Pitons of Reunion
The Pitons, cirques and remparts
of Reunion Island are renowned for their visually striking landscape and remaining high numbers of endemic plant species. The site consists of two adjoining volcanic massifs, with remparts (steep rock walls) and cirques (imposing natural amphitheatres) that evolved due to erosion and volcanism.
The site corresponds with the core zone of La Réunion national park, which protects the middle and upper slopes of the two peaks. The park covers more than 40% of Reunion Island. The vulcanos are the dormant Piton de Neiges (3,071m) and the highly active Piton de la Fournaise (2,632m). The latter has erupted over 100 times since 1640 and is one of the most continuously active in the world. Many volcanic features can be found in the area, such as lava flows and basaltic cliffs.
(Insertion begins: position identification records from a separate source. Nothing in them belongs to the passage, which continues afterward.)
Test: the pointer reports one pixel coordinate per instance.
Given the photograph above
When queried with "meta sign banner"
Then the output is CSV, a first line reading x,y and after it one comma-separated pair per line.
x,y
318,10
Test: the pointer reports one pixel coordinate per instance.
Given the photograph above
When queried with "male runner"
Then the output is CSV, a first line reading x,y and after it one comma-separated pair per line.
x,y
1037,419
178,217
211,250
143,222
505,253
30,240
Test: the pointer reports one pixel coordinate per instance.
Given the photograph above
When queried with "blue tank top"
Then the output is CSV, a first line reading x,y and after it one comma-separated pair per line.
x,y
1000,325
The Pitons are covered with subtropical rainforests and cloud forests. It is a global centre of plant diversity with a high degree of endemism within the Mascarene archipelago, which consists of Madagascar, Mauritius and smaller islands in the Indian Ocean.
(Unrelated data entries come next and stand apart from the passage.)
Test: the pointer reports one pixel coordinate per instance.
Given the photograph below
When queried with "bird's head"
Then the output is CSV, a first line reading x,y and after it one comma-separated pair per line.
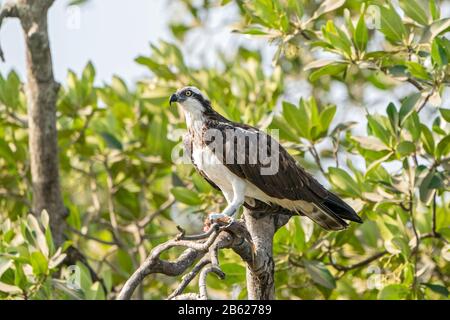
x,y
191,99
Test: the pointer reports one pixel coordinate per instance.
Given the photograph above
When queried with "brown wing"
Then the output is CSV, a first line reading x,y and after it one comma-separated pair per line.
x,y
289,181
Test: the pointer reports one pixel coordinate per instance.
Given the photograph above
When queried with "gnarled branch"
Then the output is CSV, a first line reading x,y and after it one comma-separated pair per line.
x,y
203,250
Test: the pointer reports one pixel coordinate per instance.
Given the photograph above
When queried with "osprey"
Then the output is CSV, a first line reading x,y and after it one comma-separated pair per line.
x,y
249,167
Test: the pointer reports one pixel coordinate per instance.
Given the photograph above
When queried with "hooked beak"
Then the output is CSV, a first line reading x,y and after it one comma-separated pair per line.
x,y
173,98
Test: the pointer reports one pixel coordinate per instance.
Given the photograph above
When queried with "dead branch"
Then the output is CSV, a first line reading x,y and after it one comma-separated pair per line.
x,y
203,249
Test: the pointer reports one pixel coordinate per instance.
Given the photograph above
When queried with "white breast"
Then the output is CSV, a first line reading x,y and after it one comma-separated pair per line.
x,y
206,161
|Jarek Pokrzywnicki (Poland):|
Non argueably one of world's wonders. Tropical forests, cirques, volcano, steep mountains, canyoons, watarfalls, everything can be found there.
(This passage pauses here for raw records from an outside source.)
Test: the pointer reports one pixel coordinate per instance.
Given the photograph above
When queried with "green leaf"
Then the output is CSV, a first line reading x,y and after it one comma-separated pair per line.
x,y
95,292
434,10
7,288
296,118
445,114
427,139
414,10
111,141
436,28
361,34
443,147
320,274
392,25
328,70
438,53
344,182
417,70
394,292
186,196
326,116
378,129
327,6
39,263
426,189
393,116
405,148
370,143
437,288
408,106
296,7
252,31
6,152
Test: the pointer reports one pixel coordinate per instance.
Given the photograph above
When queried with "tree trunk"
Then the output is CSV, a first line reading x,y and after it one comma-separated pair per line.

Reunion National Park covers relatively big area almost entire interior (except those aound villages), easy accesible by foot (marked trails) or bus. For those with limited time the best starting point to see the cirques is either Cilaos or Salazie (both accessible by bus).
For visiting the volcano (Piton de la Fournaise) it is better to have your own / rent car good road from Bourg-Murat up to Pas de Bellecombe (free parking). Otherwise it is a half day walk up to Gite de volcano. Piton de la Fournaise resembles Teide of Tenerife but at least the crater area is much, much bigger.